Editorial Comment: Ritual money is just fantasy

A NUMBER of young people, around the world, appear to have lost the desire to perform the tough jobs.

We now have many young people who simply prefer working on the internet to defraud their targets across the globe.

In Africa, the irresistible love for easy money has caught up with many of our young people.

This has led to some joining cults in the hope that they will earn quick money whose origins they don’t even know, or care about.

Some are even prepared to shed blood in their quest for such fantasy riches.

We have read a number of reports of people who killed others, all in the name of fulfilling something, which they had been told by a self-styled prophet, or sangoma, as part of a wild scheme for them to get rich.

Recently, we had the infamous toe-trading business in Harare, which has since been dismissed as fantasy.
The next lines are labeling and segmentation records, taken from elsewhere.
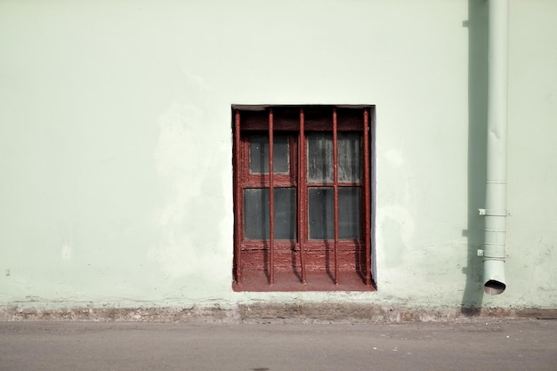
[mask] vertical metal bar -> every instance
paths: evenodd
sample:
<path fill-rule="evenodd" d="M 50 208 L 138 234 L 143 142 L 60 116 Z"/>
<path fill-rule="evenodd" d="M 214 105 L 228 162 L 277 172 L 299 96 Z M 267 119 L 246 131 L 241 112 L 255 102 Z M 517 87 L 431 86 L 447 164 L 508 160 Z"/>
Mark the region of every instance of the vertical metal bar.
<path fill-rule="evenodd" d="M 269 109 L 269 283 L 275 283 L 275 188 L 273 184 L 273 116 Z"/>
<path fill-rule="evenodd" d="M 302 283 L 305 284 L 305 116 L 303 109 L 300 109 L 300 134 L 298 137 L 298 244 L 300 246 L 300 266 L 302 270 Z"/>
<path fill-rule="evenodd" d="M 234 214 L 236 220 L 234 223 L 234 249 L 235 249 L 235 264 L 236 264 L 236 283 L 242 283 L 242 249 L 241 249 L 241 233 L 242 233 L 242 213 L 241 213 L 241 193 L 242 185 L 241 179 L 241 141 L 240 141 L 240 112 L 236 109 L 234 114 L 234 199 L 236 201 Z"/>
<path fill-rule="evenodd" d="M 369 113 L 364 109 L 364 248 L 366 285 L 371 285 L 371 196 L 369 181 Z"/>
<path fill-rule="evenodd" d="M 335 285 L 338 285 L 338 142 L 336 109 L 333 109 L 333 193 L 335 208 Z"/>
While the Ximex Mall hoax is now water under the bridge, it’s sad that there are some who still believe it exists. And, the sad reality about all this, is that some foreign nationals also even believe in it.

On July 6, we carried a story of a young man, who claimed to be a Tanzanian national, who told this publication he came all the way from Dar es Salaam to try and strike gold in this search for ritual money.
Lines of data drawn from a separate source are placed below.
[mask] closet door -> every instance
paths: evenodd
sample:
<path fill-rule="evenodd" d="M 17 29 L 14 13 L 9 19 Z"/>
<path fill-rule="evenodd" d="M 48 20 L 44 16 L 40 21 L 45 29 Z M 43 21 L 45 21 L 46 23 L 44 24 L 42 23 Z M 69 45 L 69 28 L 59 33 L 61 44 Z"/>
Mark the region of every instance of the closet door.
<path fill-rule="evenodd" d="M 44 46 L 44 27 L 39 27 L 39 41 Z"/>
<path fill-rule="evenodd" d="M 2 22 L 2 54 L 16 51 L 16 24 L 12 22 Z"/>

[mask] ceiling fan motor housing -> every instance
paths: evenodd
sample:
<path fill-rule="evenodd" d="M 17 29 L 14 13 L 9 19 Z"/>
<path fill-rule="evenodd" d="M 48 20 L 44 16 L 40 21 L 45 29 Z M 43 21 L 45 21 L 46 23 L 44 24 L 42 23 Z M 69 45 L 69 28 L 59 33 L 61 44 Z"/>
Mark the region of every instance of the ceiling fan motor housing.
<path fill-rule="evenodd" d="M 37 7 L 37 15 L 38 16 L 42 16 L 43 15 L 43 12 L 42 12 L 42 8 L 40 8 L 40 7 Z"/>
He said life was unbearable back home and he needed to sacrifice his toes for money.

Upon learning it was a hoax, he broke into tears and vanished from our newsroom.

It’s both a pity, and disappointing, to note how young people have fallen in love with easy money.
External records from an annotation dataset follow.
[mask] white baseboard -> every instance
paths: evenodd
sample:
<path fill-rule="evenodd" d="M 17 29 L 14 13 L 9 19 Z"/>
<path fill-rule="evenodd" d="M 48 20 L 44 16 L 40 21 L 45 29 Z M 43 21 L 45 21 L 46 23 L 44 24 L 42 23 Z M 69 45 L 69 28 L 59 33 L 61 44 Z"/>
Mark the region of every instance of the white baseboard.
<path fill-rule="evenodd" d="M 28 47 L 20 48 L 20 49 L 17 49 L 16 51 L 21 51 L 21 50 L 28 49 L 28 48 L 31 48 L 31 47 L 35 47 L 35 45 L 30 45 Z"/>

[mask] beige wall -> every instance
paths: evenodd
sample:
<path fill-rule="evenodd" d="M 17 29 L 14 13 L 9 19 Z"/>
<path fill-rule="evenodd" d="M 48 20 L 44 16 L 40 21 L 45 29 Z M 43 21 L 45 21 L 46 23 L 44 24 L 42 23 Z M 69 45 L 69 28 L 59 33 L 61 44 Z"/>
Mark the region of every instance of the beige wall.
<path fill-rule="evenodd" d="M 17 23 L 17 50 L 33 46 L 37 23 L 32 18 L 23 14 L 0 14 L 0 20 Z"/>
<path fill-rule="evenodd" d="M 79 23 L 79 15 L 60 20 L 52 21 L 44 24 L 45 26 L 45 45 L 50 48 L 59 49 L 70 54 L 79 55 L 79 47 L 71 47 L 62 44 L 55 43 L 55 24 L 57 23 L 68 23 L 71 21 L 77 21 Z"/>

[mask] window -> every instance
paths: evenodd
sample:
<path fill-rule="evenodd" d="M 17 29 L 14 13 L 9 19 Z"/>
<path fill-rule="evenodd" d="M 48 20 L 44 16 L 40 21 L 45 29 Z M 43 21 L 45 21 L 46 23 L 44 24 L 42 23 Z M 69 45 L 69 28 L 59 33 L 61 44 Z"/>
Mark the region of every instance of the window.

While this case made some sad reading, it’s also a lesson to young people that nothing comes on a silver platter.

Young lads should avoid shortcuts and work hard for the fortune that they are searching for in their lives.

Once you sacrifice body parts for easy money, as was expected by the young Tanzanian man, and many who had bought into this fantasy, you would have pushed yourself into a cult from which you might never come out.

Once this level of desperation creeps in, it will be all gloomy.

While job losses remain a global issue, it’s high time young people from the African continent change their mindset.

It’s high time that many of them embrace the reality that nothing will ever come for free, worse still, from selling one or two of their body parts.

Parents/guardians raising kids should impart this knowledge to ensure we are not raising monsters.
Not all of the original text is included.